Like other bone-building drugs, romosozumab requires a transition to maintenance therapy afterward. Stopping without follow-up treatment can trigger a rebound in bone breakdown, similar to what happens when another drug, denosumab, is discontinued. Romosozumab carries a cardiovascular caution: it’s not recommended for people who have had a heart attack or stroke within the past year, and doctors weigh cardiovascular risk carefully before prescribing it.
Denosumab: A Different Approach to Slowing Bone Loss
Denosumab works differently from bisphosphonates, though the end result is similar: it slows bone breakdown. It’s a targeted antibody that neutralizes a signal (called RANKL) that bone-destroying cells need to form and survive. Without that signal, fewer of these cells mature, and bone loss slows dramatically.
The dosing is straightforward: one injection under the skin every six months, given in a doctor’s office. That schedule needs to be maintained closely, within a two-week window in either direction. Missing or delaying doses can cause a rapid rebound in bone loss that may actually increase fracture risk above where it was before treatment started. For this reason, denosumab is considered a long-term commitment. If you and your doctor decide to stop it, you’ll need to transition to a bisphosphonate to prevent rebound bone loss.
Raloxifene for Postmenopausal Women
Raloxifene belongs to a class of drugs that mimic estrogen’s protective effects on bone without being estrogen itself. It’s approved only for postmenopausal women and serves a dual purpose: it helps prevent and treat osteoporosis while also lowering the chance of invasive breast cancer. This makes it a particularly useful option for postmenopausal women who are at elevated breast cancer risk.

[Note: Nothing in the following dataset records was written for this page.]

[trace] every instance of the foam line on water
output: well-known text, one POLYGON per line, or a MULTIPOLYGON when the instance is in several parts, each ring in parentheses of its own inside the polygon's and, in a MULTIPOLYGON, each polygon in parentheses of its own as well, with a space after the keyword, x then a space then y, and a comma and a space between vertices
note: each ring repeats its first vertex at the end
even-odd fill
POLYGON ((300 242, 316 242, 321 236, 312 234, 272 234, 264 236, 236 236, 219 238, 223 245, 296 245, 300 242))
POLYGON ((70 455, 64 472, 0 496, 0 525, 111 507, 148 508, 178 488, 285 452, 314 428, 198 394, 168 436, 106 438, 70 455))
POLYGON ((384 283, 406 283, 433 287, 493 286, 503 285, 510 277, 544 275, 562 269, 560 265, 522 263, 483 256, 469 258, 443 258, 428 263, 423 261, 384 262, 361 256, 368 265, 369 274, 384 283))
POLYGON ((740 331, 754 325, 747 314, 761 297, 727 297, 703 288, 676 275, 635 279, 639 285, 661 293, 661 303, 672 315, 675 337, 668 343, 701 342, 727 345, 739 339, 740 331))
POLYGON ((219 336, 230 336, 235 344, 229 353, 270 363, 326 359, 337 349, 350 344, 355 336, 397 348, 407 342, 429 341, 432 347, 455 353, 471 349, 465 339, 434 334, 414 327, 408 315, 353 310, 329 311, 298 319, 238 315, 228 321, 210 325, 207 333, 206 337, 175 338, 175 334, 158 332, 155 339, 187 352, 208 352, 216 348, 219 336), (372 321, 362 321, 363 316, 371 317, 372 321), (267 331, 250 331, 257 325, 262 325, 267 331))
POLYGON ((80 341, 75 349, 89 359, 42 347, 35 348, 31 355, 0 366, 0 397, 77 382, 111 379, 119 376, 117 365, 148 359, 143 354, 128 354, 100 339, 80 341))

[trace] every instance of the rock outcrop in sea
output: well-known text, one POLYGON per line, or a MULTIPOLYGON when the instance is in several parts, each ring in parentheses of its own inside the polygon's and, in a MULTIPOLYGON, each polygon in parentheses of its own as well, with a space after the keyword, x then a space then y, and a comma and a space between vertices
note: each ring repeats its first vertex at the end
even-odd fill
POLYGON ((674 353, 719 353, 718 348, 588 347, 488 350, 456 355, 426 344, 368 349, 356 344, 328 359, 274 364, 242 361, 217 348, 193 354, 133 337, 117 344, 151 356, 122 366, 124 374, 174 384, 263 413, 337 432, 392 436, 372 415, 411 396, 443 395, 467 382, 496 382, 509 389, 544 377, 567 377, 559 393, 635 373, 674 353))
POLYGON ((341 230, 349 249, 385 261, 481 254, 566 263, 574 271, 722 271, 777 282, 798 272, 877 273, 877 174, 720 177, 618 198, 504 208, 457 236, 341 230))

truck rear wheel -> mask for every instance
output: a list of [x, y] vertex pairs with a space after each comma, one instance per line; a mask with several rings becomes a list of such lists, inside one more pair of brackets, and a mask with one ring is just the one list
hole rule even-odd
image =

The trade-off is that raloxifene’s fracture protection is more modest than what bisphosphonates or bone-building drugs offer, and it primarily reduces spinal fractures rather than hip fractures. It also increases the risk of blood clots, so it’s not appropriate for women with a history of deep vein thrombosis or pulmonary embolism.
How Treatment Is Sequenced
The order in which you take osteoporosis drugs matters. For people at moderate risk, treatment often starts with a bisphosphonate and may continue for 3 to 5 years before a reassessment. For those at very high risk, such as someone with very low bone density or a recent fracture, current practice increasingly favors starting with a bone-building agent like teriparatide or romosozumab first, then transitioning to a bisphosphonate or denosumab for long-term maintenance. This “build first, protect second” approach produces greater gains in bone density than starting with a bisphosphonate alone.
The sequencing also matters in reverse. Starting with a bisphosphonate and then switching to teriparatide blunts the bone-building drug’s effectiveness, because bisphosphonates suppress the very bone remodeling that anabolic agents rely on. If a bone-building agent is likely to be part of your treatment plan at some point, starting with it yields better long-term results.